AWS Big Data Blog

Encrypt Your Amazon Redshift Loads with Amazon S3 and AWS KMS

Russell Nash is a Solutions Architect with AWS

Have you been looking for a straightforward way to encrypt your Amazon Redshift data loads? Have you wondered how to safely manage the keys and where to perform the encryption?

In this post, I will walk through a solution that meets these requirements by showing you how to easily encrypt your data loads into Amazon Redshift from end to end, using the server-side encryption features of Amazon S3 coupled with the AWS Key Management Service (AWS KMS).

Tutorial: Encrypting your data loads end to end

Below is a high-level view of the process.

High-level view of the process

The major steps in this process are:

  1. You create a master key in AWS KMS.
  2. You load the data into S3.
  3. S3 retrieves the key from KMS and encrypts the data.
  4. You run the COPY command in Amazon Redshift to load the data from S3.

You’ll need the following AWS pieces in place:

  • An AWS Identity and Access Management (IAM) user with the PowerUserAccess policy attached. Note that in a production system you would be more granular in controlling access to master keys.
  • An S3 bucket.
  • The AWS Command Line Interface (AWS CLI) installed and configured.
  • A running Amazon Redshift cluster.
  • A data file for loading into Amazon Redshift.

 

Step 1: Create a master key in AWS KMS

Before we start using the AWS Key Management Service, let’s quickly discuss what it is. Encryption requires keys to allow you to perform the encrypt and decrypt operations on your data. How you manage these keys is important, because you need to be able to generate, store, rotate, and control access to them. AWS KMS is a key management service that allows you to do this in a secure and cost-effective way. KMS is integrated into many AWS services, including Amazon Redshift and IAM, which makes it very easy to use.

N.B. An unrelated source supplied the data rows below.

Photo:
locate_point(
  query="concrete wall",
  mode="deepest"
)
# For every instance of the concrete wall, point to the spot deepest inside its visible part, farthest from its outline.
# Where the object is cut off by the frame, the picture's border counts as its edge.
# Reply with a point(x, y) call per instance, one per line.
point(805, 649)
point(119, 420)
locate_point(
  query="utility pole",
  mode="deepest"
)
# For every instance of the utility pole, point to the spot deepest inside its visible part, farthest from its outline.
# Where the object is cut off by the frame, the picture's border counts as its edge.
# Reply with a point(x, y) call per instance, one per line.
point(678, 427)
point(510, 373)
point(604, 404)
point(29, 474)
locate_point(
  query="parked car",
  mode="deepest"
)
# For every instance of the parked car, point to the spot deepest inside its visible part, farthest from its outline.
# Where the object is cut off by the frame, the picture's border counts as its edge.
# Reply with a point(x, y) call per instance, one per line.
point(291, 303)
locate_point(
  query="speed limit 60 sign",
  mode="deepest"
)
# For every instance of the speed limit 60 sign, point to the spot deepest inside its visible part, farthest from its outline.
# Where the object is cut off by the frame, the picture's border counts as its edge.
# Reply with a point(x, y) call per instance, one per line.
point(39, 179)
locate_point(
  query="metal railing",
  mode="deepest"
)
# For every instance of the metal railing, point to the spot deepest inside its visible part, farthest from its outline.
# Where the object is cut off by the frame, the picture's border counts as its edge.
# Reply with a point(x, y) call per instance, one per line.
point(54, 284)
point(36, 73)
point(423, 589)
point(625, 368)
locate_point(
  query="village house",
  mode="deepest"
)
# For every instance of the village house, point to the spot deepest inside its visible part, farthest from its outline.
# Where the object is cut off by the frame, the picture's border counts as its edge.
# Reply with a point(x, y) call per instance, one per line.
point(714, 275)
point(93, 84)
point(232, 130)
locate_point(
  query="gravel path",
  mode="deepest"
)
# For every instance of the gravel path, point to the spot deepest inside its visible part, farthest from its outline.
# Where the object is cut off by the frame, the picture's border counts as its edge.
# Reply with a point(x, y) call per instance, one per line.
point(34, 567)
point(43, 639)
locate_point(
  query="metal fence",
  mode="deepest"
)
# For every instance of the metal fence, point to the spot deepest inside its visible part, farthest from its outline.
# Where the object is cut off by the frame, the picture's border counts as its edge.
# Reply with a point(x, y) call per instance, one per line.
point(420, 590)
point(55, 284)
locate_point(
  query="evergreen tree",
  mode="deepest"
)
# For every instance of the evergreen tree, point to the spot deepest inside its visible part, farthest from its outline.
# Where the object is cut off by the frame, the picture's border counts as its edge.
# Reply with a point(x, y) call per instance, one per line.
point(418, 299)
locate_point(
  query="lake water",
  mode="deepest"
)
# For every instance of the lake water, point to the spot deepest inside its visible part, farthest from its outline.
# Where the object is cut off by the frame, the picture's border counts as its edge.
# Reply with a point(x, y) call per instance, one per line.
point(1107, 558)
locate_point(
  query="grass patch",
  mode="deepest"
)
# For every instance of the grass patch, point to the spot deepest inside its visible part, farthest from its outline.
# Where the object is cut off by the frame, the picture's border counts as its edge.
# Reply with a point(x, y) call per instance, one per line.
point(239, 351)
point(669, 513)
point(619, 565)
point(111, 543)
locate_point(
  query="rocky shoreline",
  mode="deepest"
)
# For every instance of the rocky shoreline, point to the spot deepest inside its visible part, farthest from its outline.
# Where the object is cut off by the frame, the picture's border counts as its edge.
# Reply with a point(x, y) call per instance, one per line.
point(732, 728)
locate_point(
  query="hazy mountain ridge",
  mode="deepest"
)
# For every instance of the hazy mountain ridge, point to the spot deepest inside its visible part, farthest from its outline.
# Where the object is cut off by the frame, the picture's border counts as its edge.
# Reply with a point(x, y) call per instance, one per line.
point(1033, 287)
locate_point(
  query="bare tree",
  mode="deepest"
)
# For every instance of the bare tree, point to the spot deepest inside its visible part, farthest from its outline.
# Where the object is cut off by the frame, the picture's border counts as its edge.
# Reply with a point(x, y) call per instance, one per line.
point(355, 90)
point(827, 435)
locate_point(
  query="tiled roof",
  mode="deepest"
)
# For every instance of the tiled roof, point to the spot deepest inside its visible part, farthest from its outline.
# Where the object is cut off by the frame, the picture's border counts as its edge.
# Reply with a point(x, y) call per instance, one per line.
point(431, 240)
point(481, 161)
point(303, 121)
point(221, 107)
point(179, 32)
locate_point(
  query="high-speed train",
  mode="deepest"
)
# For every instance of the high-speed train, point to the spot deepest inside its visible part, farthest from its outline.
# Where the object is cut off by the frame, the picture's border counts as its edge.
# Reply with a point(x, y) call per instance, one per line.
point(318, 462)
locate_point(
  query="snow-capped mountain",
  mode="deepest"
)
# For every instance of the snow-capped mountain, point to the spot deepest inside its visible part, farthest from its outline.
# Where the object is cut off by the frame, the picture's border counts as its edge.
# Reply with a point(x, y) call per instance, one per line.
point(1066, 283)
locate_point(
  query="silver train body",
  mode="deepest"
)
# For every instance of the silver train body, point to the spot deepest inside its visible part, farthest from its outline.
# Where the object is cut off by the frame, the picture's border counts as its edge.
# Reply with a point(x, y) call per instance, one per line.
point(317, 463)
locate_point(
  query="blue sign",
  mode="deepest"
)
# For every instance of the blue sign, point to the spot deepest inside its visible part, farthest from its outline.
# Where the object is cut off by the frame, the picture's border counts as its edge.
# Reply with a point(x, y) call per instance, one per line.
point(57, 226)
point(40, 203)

As with most AWS services, we could interact with KMS using the console. But here, we are going to use the command line.

Note: KMS is a regional service, so make sure you are connecting to it in the same region as your S3 bucket.

First, let’s create the key. The description option isn’t required, but it’s good practice to include it.

$ aws kms create-key --description "For Redshift SSE loads”

You then get back some metadata about the new key.

{
    "KeyMetadata": {
        "KeyId": "abcdefg1-413c-a023-1e43b53e5392", 
        "Description": "For Redshift SSE loads", 
        "Enabled": true, 
        "KeyUsage": "ENCRYPT_DECRYPT", 
        "KeyState": "Enabled", 
        "CreationDate": 1456091123.452, 
        "Arn": "arn:aws:kms:ap-southeast-2:012345678999:key/abcdefg1-697a-413c-a023-1e43b53e5392", 
        "AWSAccountId": "012345678999"
    }
}

Add an alias to the key

This step is also optional, but again it’s good practice to add an alias to the key, to later identify the key you’ve used.

aws kms create-alias --alias-name alias/Redshift-SSE --target-key-id abcdefg1-697a-413c-a023-1e43b53e5392

 

Step 2: Load the data into S3

Before we upload our data file into S3, there are two other points to discuss.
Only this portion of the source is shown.